Non tutti sanno che il pagamento della TARI non è sempre dovuto. Ecco quel che c’è da sapere sulla tassa più temuta.
Pagare le tasse è sicuramente un dovere per tutti i cittadini, anche se spesso gli importi gravano sulle condizioni economiche e finanziarie di una famiglia. Per questo motivo, lo Stato mette a disposizione Bonus e agevolazioni che permettono di fare un sospiro di sollievo tra tutte le spese da sostenere.
La TARI è una tassa sui rifiuti che è ormai si conosce bene, proprio perché è utile a coprire i costi del comune per quanto riguarda i lavori di raccolta e gestione. La norma stabilisce che questa va in prescrizione, non è stata pagata, dopo 5 anni e che, trascorso questo periodo di tempo, il Comune non può più richiederla. Il periodo va quindi calcolato da 1 gennaio dell’anno successivo a quello in cui avremmo dovuto pagare l’importo ma, se intanto arrivano cartelle esattoriali, il conteggio del tempo ricomincia da zero.
Può però succedere che il tempo si allunghi, soprattutto se ci sono sentenze giudiziarie, e la tempistica può arrivare anche a 10 anni. Le cartelle esattoriali hanno invece sempre la durata di 5 anni. Qualora il pagamento venga prescritto, si deve far valere la prescrizione con un’istanza di autotutela che richiede lo sgravio. Il Comune deve inoltre rispondere, e nel caso presentare ricorso presso la commissione tributaria della provincia, entro 60 giorni. A partire dal 1 gennaio 2025 è però entrata in vigore la Tarip, che si basa sulla produzione effettiva di rifiuti. Esistono tra l’altro nuovi sistemi per tracciare i rifiuti come i cassonetti intelligenti e il nuovo calcolo premia chi produce un numero minore di rifiuti.

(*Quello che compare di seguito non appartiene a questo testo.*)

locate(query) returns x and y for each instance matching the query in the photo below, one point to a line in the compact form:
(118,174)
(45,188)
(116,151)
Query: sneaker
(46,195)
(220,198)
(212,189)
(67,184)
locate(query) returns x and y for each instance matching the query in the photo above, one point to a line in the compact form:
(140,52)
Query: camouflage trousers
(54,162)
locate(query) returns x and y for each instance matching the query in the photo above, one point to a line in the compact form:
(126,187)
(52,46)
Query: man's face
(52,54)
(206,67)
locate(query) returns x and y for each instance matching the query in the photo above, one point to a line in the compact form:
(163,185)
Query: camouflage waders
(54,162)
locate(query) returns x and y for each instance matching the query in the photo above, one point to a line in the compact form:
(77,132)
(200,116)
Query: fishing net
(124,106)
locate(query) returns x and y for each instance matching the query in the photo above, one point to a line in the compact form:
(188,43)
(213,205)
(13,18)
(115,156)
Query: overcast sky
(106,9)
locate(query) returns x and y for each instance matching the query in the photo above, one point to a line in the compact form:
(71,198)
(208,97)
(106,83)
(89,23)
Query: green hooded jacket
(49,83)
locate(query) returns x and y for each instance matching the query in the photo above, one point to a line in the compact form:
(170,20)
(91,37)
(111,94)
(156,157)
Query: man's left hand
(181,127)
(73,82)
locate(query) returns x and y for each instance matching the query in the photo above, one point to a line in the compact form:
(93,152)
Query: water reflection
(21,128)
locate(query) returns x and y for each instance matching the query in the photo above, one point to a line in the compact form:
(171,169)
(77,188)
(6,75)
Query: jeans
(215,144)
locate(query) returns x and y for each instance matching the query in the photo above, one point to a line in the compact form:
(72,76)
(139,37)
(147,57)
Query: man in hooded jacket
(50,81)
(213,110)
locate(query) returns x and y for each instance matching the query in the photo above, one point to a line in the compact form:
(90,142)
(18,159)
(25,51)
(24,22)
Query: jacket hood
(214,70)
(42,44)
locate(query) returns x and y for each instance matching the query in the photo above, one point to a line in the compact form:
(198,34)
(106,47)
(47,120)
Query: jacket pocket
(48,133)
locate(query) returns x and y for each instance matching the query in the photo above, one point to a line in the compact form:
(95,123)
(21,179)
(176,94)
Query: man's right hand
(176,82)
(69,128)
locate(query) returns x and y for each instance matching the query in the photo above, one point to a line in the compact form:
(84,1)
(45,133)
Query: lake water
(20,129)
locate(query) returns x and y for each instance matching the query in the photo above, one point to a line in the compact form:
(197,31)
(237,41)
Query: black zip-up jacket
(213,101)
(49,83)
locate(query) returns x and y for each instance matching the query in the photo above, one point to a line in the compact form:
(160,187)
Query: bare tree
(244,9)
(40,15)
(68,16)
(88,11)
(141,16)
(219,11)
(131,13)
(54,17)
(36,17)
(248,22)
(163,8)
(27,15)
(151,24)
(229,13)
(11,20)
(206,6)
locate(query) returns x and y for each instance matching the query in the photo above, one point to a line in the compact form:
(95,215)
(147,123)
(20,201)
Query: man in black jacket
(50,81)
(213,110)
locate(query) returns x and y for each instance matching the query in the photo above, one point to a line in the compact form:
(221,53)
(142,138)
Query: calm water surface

Lo Stato ha inoltre introdotto un Bonus sociale, che è entrato in vigore quest’anno e che prevede uno sconto del 25% in automatico sull’importo. Per ottenerlo bisogna però avere un ISEE che va fino a 9530 euro oppure fino a 20.000 euro per le famiglie con almeno 4 figli a carico. In questo caso, lo sconto arriva in automatico e sostiene economicamente molte famiglie in difficoltà.
Tra i requisiti c’è però quello di essere in regola con la presentazione dell’ISEE e della DSU. Il pagamento può inoltre essere mandato in prescrizione. Questo è tutto quello che c’era da sapere sulla tassa dei rifiuti e sul suo pagamento, basta seguire queste semplici indicazioni per avere un supporto valido da parte dello Stato.